Dans mon livre, j’ai discuté de ces découvertes surprenantes de façon beaucoup plus détaillée, et je les ai synthétisé de la façon suivante. À partir du milieu des années 1950, le taux de profit des entreprises américaines a commencé à chuter, et il ne s’est jamais rétabli de manière durable. Quand moins de profit est engendré, il y a moins de profits pour l’investissement, ce qui conduit à un ralentissement durable de l’investissement productif, qui à son tour conduit à un ralentissement de la croissance de la production et des revenus. Et le ralentissement de la croissance, ainsi que les politiques du gouvernement qui ont essayer de gérer cet état de fait et de sortir l’économie de la stagnation relative, ont conduit à une accumulation à long terme de la dette, et finalement à la Grande Récession et au malaise économique actuel.
Les problèmes de rentabilité et d’endettement, qui restent en grande partie non résolus et les conséquences politiques des problèmes de la dette, en particulier pour l’avenir de la zone euro semblent être les principaux facteurs qui empêchent l’économie de rebondir fortement. Il est difficile de concevoir un nouvel essor économique, ou même de revenir aux taux de croissance (faibles) de la période antérieure à la crise, à moins que ces problèmes ne soient résolus.
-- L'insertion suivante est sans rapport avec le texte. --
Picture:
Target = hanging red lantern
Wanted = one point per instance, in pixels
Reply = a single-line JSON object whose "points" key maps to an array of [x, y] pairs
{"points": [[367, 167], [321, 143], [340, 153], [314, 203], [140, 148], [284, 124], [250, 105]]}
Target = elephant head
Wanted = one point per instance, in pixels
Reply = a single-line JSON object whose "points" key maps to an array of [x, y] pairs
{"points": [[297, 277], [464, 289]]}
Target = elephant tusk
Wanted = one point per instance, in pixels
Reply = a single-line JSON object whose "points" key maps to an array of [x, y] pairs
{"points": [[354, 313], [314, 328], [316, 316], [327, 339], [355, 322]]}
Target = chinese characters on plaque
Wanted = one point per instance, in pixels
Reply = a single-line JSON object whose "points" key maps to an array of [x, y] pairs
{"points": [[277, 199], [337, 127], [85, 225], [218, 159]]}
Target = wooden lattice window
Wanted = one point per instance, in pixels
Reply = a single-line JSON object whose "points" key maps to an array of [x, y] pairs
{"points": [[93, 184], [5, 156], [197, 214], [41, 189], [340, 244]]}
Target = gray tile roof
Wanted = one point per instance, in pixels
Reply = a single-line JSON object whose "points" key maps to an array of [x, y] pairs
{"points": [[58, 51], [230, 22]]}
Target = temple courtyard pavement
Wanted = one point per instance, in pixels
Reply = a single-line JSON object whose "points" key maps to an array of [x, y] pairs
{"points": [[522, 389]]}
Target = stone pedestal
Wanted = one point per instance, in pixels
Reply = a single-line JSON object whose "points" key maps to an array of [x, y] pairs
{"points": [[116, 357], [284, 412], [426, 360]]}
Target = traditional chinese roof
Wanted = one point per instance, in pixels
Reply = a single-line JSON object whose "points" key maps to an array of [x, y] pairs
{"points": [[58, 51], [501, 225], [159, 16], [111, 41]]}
Le meilleur scénario est probablement une résolution très lente de ces problèmes et donc une période prolongée de croissance très faible ponctuée par des crises financières.
Je ne pense pas que la crise peut être résolue d’une manière progressiste, tant que nous restons dans les limites de ce système. Le profit est le carburant à partir duquel le capitalisme fonctionne. Si sortie de crise il doit y avoir, cela passera par la résolution des problèmes de rentabilité et de dette. Donc, je voudrais suggérer qu’il faudrait arrêter d’essayer de trouver des solutions « progressistes » à la crise actuelle du capitalisme.
Au lieu de cela, nous devrions aider les luttes en cours des peuples pour protéger leurs revenus, leurs emplois et leurs maisons. Des concessions ont été arrachées au cours de la Grande Dépression (des années 1930), et cela peut se reproduire aujourd’hui. Ces concessions ne vont pas résoudre les problèmes du capitalisme - elles vont même le déstabiliser davantage - mais les luttes doivent être soutenues. Les luttes de classes se sont accentuées globalement dans le monde entier, et les participants à ces luttes ont appris depuis et les solidarités se sont développées. Elles méritent notre soutien indéfectible. Et elles méritent d’être nourries par le point de vue selon lequel la crise est enracinée dans la production capitaliste (et pas dans des politiques économiques particulières) et qu’il y a une issue socialiste pour en sortir.